Time and Space Complexity Analysis

  • Time Complexity: O(N), where N is the length of the input string num. This is because we iterate through the string twice in the worst case.

  • Space Complexity: O(1). We use a fixed-size array (or hash map with a maximum of 10 entries) to store the digit counts. The space used doesn't depend on the input size, making it constant.

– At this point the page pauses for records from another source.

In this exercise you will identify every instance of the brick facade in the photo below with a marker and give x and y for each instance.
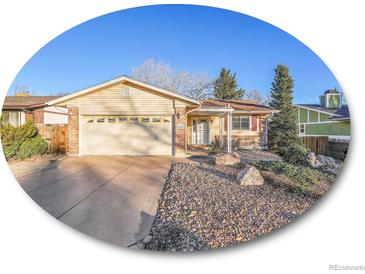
(38, 116)
(73, 131)
(180, 131)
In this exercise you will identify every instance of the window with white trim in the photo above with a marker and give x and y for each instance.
(100, 120)
(111, 120)
(301, 129)
(241, 123)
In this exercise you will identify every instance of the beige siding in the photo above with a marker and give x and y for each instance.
(214, 128)
(111, 100)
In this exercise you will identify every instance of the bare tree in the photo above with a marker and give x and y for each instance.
(161, 74)
(22, 89)
(256, 96)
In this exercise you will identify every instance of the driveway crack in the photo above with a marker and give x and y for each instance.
(98, 188)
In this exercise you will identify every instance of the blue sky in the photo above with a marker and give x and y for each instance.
(192, 38)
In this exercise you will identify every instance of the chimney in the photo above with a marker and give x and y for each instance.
(331, 99)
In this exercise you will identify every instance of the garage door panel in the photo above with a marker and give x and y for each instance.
(127, 139)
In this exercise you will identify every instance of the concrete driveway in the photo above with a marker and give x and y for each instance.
(111, 198)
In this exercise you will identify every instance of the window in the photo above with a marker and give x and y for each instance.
(11, 117)
(133, 119)
(111, 120)
(301, 129)
(100, 120)
(241, 123)
(156, 119)
(145, 120)
(126, 91)
(123, 119)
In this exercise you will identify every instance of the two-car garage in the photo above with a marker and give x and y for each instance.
(126, 135)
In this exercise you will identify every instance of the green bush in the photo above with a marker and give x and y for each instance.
(22, 142)
(303, 175)
(214, 146)
(31, 147)
(296, 154)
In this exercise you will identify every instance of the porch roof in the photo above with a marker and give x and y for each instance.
(215, 106)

Code Implementations in Multiple Languages

The code below demonstrates this approach in several programming languages. The core logic remains the same across all implementations, differing only in syntax and data structure choices.

Python

from collections import Counter
 
class Solution:
    def digitCount(self, num: str) -> bool:
        # Count digit occurrences
        counts = Counter(num)
 
        # Compare counts to digit values
        for i in range(len(num)):
            digit = int(num[i])
            if counts[str(i)] != digit:
                return False
        return True

Java

class Solution {
    public boolean digitCount(String num) {
        int[] counts = new int[10];
        for (char c : num.toCharArray()) {
            counts[c - '0']++;
        }
 
        for (int i = 0; i < num.length(); i++) {
            int digit = num.charAt(i) - '0';
            if (counts[i] != digit) {
                return false;
            }
        }
        return true;
    }
}

C++

class Solution {
public:
    bool digitCount(string num) {
        vector<int> counts(10, 0);
        for (char c : num) {
            counts[c - '0']++;
        }
 
        for (int i = 0; i < num.length(); i++) {
            int digit = num[i] - '0';
            if (counts[i] != digit) {
                return false;
            }
        }
        return true;
    }
};

JavaScript

/**
 * @param {string} num
 * @return {boolean}
 */
var digitCount = function(num) {
    const counts = new Array(10).fill(0);
    for (let c of num) {
        counts[parseInt(c)]++;
    }
 
    for (let i = 0; i < num.length; i++) {
        const digit = parseInt(num[i]);
        if (counts[i] !== digit) {
            return false;
        }
    }
    return true;
};

Go

func digitCount(num string) bool {
	counts := make([]int, 10)
	for _, c := range num {
		counts[c-'0']++
	}
 
	for i := 0; i < len(num); i++ {
		digit := int(num[i] - '0')
		if counts[i] != digit {
			return false
		}
	}
	return true
}

C#

public class Solution {
    public bool DigitCount(string num) {
        int[] counts = new int[10];
        foreach (char c in num) {
            counts[c - '0']++;
        }
 
        for (int i = 0; i < num.Length; i++) {
            int digit = num[i] - '0';
            if (counts[i] != digit) {
                return false;
            }
        }
        return true;
    }
}

These code snippets all implement the same efficient algorithm, achieving a linear time complexity and constant space complexity. The choice of language mainly affects the syntax and specific data structures used (arrays or hash maps).